The Hunger Games

 

 

 

 

 

 

 

 

 

 

I went with my daughters to see The Hunger Games this week.  Although I knew the basics of the plotline as the girls are avid readers of the series – I was unprepared to actually witness the violence perpetrated by children against one another which is central to the film. The fact that the central character (Katniss Everdeen) is, like my daughters, a teenage girl, who has two attractive but dangerous young men vying for her attention (like Bella in the equally popular Twilight series) is obviously one important draw for fans of the books, but so too is the relative power she wield.  In a society of beaten down sheep,  Katniss is tough, resourceful, non-sentimental (except where her younger sister is concerned) and unbeatable with a bow and arrow.  And although we watch her offer succour to a younger rival, Katniss is nevertheless willing to kill other rivals when necessary with little sign of remorse.  I winced repeatedly at the forms of power this teenage fantasy is making palatable to my daughters – though as my older daughter said – “the killing doesn’t seem as bad in the books as it looks in the film, mommy”. Another instance of the difference between how our minds process verbal and visual information differently, I guess, but I know what she means. 

I appreciate science fiction fantasy, and the ways in which it comments on contemporary social concerns and debates – in fact the film most reminded me of the fantastic and equally brutal short story by Shirley Jackson called “The Lottery” first published in 1948 in the New Yorker

http://www.classicshorts.com/stories/lotry.html

 The story, set in an unnamed suburban town moves from small town intimacy to fully-fledged horror in the space of fewer than 4,000 words.  The suggestion of violence among women and children and within families evoked a perfect storm of controversy and this story received more negative responses than any other in the New Yorker’s history – a sure sign it struck a nerve.

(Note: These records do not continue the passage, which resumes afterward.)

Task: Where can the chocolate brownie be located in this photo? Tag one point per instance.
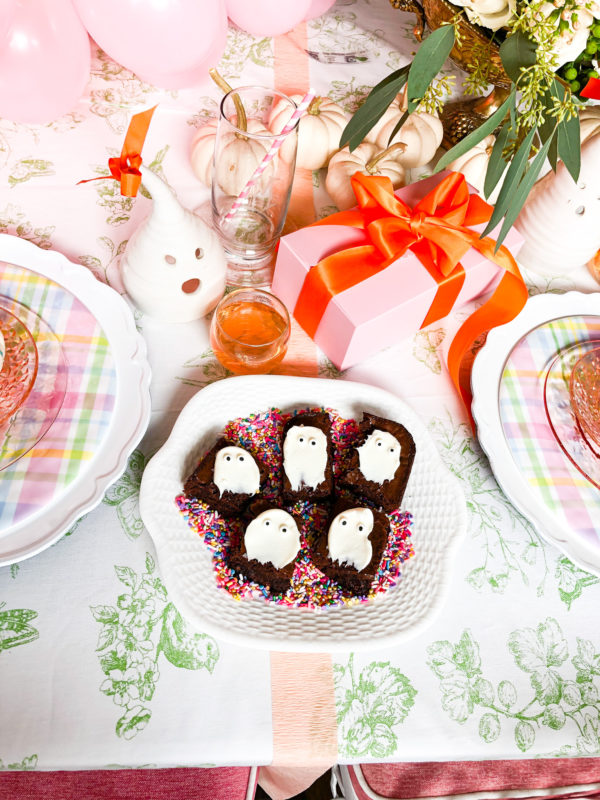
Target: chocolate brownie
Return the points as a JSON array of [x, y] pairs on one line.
[[307, 456], [351, 579], [276, 580], [385, 492], [201, 486]]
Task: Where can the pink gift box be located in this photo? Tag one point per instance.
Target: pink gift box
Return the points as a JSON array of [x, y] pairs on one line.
[[390, 305]]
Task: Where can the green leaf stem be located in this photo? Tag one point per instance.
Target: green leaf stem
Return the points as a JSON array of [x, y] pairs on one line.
[[428, 61]]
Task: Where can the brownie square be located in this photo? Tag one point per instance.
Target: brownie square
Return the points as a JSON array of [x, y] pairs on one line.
[[324, 489], [350, 579], [387, 495], [277, 581], [200, 484]]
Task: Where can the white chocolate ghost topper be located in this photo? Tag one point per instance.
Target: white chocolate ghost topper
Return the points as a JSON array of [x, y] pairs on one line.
[[379, 456], [305, 456], [348, 537], [236, 471], [560, 219], [173, 267], [273, 536]]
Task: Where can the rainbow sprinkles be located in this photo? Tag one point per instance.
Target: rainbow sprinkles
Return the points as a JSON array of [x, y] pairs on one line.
[[261, 434]]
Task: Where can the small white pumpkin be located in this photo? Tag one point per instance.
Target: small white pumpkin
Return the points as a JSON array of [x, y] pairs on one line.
[[421, 133], [367, 158], [319, 130], [473, 164], [239, 155]]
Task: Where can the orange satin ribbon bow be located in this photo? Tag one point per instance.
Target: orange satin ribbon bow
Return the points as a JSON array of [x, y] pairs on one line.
[[437, 232], [126, 168]]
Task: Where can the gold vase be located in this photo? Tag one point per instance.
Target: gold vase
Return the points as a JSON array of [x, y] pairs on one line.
[[462, 117]]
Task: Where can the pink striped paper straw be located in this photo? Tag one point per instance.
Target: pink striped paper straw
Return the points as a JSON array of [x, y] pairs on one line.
[[305, 102]]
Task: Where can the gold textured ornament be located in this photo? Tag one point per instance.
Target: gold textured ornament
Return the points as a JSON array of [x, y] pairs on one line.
[[463, 116]]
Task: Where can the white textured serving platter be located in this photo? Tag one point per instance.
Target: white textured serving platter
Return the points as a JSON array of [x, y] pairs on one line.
[[433, 496], [486, 378], [130, 416]]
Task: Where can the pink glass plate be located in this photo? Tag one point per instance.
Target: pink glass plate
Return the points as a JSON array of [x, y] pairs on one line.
[[581, 451], [585, 396], [20, 366], [31, 421]]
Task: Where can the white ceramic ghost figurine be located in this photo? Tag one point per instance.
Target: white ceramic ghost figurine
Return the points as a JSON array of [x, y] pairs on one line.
[[173, 267], [305, 456], [561, 219], [348, 537], [273, 536], [379, 456], [236, 471]]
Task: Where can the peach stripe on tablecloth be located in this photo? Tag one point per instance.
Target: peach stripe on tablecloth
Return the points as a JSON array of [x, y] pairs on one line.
[[302, 690]]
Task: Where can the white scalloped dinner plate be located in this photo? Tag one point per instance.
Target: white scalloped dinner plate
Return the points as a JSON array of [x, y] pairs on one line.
[[486, 377], [433, 496], [130, 415]]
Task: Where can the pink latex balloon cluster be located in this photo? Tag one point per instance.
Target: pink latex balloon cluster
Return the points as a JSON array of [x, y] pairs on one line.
[[273, 17], [45, 48]]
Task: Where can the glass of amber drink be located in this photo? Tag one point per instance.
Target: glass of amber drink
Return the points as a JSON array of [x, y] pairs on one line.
[[249, 331]]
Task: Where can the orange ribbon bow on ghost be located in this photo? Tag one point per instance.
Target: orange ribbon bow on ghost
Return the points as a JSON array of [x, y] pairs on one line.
[[437, 232], [126, 168]]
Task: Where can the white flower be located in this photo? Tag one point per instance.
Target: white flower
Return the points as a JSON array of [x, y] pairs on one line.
[[571, 42], [492, 14]]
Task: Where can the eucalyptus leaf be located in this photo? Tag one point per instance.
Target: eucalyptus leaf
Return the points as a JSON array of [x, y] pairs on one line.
[[496, 164], [511, 181], [520, 195], [476, 136], [374, 107], [397, 127], [428, 61], [517, 51], [569, 148]]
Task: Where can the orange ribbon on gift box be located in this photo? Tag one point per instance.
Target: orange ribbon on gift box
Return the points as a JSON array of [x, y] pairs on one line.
[[437, 231]]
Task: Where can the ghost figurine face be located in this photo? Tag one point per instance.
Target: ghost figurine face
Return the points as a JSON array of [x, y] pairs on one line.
[[379, 456], [236, 471], [273, 536], [173, 267], [305, 456], [348, 537]]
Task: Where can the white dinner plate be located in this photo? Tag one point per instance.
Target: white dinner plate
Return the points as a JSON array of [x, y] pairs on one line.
[[130, 414], [433, 496], [488, 376]]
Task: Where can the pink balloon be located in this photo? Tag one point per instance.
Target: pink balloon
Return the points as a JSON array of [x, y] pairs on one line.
[[267, 17], [7, 15], [44, 61], [169, 43], [318, 7]]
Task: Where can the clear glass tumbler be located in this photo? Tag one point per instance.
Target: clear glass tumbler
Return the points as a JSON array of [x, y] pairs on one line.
[[249, 331], [249, 232]]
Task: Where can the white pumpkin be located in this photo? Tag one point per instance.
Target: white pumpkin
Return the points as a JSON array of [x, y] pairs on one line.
[[473, 164], [319, 130], [239, 156], [421, 133], [367, 158]]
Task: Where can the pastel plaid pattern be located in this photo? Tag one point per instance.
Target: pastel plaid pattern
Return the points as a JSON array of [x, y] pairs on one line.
[[550, 475], [40, 475]]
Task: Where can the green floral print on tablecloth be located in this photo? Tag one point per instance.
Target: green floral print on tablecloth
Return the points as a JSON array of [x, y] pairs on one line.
[[369, 707], [15, 629], [562, 699], [124, 494], [13, 220], [140, 626], [28, 763], [25, 169], [106, 267]]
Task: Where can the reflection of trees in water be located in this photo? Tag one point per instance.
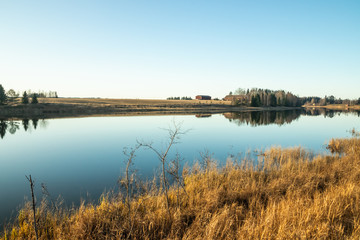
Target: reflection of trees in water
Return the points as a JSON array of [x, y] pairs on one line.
[[257, 118], [12, 126], [330, 112]]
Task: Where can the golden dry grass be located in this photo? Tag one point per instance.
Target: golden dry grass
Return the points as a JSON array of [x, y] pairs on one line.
[[290, 194], [104, 101]]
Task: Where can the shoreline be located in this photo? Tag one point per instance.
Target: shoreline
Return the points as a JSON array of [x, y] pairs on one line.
[[64, 108], [48, 108]]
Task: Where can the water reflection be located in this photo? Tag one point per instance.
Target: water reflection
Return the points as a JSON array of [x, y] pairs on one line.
[[12, 126], [257, 118]]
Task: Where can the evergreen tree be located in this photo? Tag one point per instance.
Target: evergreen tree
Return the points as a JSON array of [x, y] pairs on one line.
[[34, 99], [272, 100], [25, 98], [255, 101], [3, 97]]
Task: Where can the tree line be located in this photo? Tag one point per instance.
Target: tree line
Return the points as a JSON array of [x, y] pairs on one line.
[[178, 98], [257, 97], [11, 95]]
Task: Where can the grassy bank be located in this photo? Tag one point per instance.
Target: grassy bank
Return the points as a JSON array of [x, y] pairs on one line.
[[335, 107], [86, 107], [291, 194]]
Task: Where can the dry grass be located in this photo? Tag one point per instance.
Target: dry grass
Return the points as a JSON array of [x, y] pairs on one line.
[[104, 101], [290, 194]]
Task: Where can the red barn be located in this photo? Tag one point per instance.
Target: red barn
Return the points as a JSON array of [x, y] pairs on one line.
[[203, 97]]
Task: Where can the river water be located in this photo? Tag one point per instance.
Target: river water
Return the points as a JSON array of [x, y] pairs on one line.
[[80, 158]]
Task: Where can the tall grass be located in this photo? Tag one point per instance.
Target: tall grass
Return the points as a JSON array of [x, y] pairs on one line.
[[290, 194]]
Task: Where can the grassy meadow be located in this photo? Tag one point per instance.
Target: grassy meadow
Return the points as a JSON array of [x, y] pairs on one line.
[[290, 194]]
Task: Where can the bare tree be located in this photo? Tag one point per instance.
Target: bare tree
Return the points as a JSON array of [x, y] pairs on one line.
[[128, 180], [174, 135], [33, 202], [174, 171]]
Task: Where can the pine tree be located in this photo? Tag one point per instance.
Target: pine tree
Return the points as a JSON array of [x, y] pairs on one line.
[[3, 97], [25, 98], [34, 99]]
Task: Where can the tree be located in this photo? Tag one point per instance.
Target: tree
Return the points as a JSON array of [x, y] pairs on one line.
[[255, 101], [3, 97], [331, 99], [34, 99], [240, 91], [272, 100], [11, 93], [25, 98]]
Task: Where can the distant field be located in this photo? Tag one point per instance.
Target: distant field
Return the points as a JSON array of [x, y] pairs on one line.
[[102, 101]]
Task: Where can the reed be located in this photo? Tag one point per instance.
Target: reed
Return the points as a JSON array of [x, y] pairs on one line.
[[290, 194]]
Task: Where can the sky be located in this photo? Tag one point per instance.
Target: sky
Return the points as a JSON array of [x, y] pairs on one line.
[[160, 48]]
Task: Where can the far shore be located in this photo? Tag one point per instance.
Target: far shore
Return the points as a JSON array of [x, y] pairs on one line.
[[335, 107], [87, 107]]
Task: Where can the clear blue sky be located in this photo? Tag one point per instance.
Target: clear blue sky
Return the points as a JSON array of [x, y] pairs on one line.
[[156, 49]]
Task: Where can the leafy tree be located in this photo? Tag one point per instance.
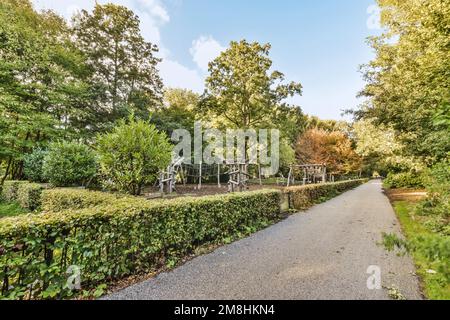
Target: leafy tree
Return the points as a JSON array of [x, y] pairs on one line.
[[240, 88], [132, 155], [33, 165], [409, 79], [333, 149], [69, 164], [381, 148], [39, 81], [124, 75]]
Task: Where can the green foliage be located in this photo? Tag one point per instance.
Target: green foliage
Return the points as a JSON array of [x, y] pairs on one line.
[[9, 190], [11, 209], [33, 164], [124, 77], [241, 89], [303, 197], [29, 195], [69, 163], [437, 203], [430, 250], [55, 200], [404, 180], [132, 155], [123, 237], [23, 193], [408, 81]]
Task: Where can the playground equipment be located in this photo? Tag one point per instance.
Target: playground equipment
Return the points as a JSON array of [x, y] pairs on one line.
[[168, 179], [239, 177], [311, 173]]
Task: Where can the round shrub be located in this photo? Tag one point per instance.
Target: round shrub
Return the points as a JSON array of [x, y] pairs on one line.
[[69, 164], [32, 165], [132, 155]]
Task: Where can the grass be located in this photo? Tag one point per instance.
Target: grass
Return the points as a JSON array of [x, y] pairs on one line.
[[10, 209], [434, 286]]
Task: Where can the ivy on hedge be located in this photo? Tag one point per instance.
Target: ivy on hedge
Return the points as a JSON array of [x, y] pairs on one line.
[[27, 195], [122, 238], [109, 236]]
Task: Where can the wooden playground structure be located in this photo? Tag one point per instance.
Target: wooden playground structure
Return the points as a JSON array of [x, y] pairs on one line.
[[310, 173], [237, 176]]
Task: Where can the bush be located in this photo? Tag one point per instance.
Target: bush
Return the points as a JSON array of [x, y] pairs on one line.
[[303, 197], [29, 195], [62, 199], [9, 190], [404, 180], [132, 155], [32, 165], [125, 237], [69, 164]]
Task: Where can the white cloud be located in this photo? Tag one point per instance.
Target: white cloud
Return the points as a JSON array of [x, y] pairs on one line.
[[204, 50], [153, 16], [176, 75]]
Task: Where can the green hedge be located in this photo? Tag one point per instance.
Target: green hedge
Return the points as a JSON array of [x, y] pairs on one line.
[[404, 180], [110, 236], [303, 197], [9, 190], [63, 199], [27, 195], [125, 237]]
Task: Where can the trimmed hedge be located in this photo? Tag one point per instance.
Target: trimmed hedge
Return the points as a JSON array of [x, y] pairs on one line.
[[9, 190], [63, 199], [125, 237], [27, 195], [303, 197], [110, 236]]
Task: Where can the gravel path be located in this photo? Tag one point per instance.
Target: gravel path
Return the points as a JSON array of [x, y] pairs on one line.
[[323, 253]]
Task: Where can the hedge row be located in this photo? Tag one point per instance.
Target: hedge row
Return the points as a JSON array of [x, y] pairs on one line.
[[303, 197], [33, 196], [63, 199], [28, 195], [110, 237], [126, 237]]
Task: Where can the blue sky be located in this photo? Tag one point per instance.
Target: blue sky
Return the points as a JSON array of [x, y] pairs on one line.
[[317, 43]]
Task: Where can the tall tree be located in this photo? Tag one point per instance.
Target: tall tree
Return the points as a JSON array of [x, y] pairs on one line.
[[178, 111], [123, 64], [409, 79], [240, 88], [39, 81]]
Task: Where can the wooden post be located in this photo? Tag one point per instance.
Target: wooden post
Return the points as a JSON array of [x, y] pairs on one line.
[[259, 172], [289, 176], [200, 177], [218, 175]]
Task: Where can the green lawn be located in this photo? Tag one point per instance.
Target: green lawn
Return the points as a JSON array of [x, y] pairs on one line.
[[10, 210], [434, 285]]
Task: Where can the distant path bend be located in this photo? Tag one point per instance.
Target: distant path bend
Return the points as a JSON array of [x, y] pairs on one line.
[[322, 253]]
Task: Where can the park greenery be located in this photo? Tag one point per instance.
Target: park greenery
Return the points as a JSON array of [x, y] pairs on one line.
[[405, 127], [82, 105]]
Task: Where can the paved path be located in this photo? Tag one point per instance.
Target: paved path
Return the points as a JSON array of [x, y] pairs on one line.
[[322, 253]]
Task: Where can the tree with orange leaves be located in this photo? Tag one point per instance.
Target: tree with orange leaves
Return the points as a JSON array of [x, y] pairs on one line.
[[334, 149]]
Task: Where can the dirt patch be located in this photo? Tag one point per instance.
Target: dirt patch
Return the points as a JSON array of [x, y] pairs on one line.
[[412, 195]]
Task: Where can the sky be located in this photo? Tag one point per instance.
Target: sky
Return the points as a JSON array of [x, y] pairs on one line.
[[320, 44]]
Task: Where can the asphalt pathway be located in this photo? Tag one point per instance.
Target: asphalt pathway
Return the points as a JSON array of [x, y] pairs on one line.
[[322, 253]]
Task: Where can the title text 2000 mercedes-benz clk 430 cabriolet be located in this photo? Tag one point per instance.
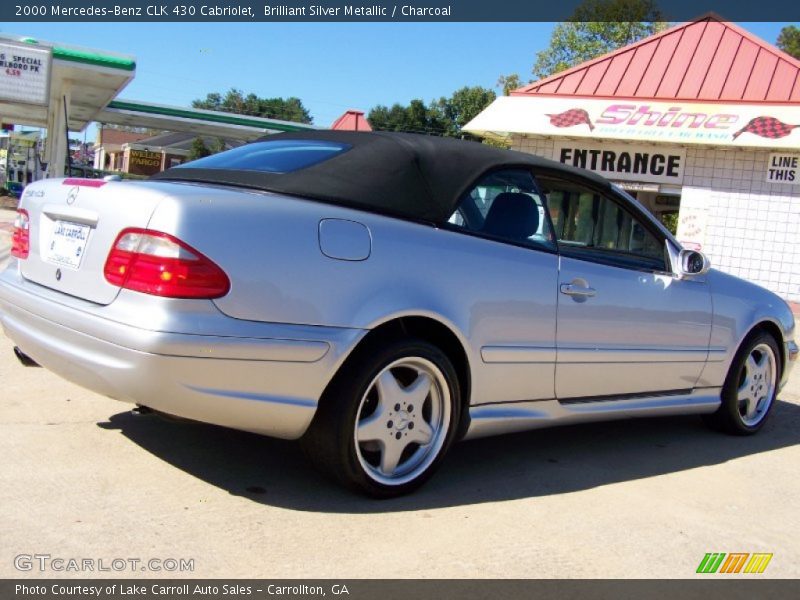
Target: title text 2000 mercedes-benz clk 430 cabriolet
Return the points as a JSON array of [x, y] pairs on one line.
[[380, 296]]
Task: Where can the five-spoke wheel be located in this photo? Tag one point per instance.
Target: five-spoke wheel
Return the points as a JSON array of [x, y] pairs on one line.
[[387, 419], [402, 420], [750, 388]]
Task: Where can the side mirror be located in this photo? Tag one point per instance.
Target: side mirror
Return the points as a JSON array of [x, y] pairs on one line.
[[693, 262]]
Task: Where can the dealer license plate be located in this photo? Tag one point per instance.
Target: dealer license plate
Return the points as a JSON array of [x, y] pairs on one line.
[[67, 244]]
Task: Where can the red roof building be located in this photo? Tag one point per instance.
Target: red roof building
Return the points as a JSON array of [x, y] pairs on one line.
[[352, 120], [713, 101]]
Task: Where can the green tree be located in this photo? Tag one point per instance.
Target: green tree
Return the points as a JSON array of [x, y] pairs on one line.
[[446, 116], [508, 83], [595, 28], [234, 101], [789, 40], [218, 145], [414, 118], [198, 149]]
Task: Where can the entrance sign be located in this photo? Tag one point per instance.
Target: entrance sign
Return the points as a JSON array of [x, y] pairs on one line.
[[784, 168], [625, 162], [24, 73], [676, 122]]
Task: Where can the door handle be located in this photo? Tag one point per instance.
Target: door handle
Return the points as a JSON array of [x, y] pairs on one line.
[[570, 289]]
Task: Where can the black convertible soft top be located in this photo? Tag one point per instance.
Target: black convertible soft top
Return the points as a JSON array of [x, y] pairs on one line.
[[400, 174]]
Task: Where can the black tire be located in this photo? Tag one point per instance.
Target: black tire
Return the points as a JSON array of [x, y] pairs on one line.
[[361, 393], [761, 388]]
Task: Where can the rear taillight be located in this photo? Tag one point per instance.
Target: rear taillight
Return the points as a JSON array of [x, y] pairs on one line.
[[160, 264], [21, 239]]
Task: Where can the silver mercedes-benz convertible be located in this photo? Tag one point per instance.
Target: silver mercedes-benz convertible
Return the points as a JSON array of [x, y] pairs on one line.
[[380, 296]]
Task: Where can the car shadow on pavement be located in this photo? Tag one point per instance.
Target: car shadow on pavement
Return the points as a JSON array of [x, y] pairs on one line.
[[523, 465]]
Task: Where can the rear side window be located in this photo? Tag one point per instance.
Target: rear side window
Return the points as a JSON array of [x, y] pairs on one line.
[[592, 226], [506, 206], [280, 156]]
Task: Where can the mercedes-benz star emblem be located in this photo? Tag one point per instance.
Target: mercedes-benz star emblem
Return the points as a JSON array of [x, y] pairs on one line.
[[72, 195]]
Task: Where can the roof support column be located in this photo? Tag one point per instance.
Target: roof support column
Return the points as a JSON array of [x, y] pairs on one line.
[[57, 148]]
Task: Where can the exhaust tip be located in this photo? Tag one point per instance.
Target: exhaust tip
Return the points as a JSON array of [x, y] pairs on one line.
[[24, 358]]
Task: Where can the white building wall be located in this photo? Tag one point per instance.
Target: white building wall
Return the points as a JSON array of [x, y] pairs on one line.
[[747, 227], [751, 227]]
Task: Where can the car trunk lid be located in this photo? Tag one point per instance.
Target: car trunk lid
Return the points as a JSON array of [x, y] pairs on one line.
[[73, 223]]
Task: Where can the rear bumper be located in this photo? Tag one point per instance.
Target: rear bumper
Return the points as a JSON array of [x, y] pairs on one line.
[[181, 357], [792, 353]]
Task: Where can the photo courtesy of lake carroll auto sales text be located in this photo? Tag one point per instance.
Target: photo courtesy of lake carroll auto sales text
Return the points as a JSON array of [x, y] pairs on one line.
[[320, 299]]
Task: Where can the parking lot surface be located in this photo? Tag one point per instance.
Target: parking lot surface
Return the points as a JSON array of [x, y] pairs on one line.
[[82, 477]]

Like the novel The Hunger Games, Jackson’s story hints at the violence rather than relishing the gory details. Moviemakers take the gory road – and indeed a film version of “The Lottery” shown in my school caused me any number of nightmares throughout my childhood (why couldn’t they just get us to read the story?). http://www.youtube.com/watch?v=pIm93Xuij7k

Is Katniss a heroine or a victim in her violent society?  And what does it mean when we root for her to win and the other children to die in her place?  Am I overreacting?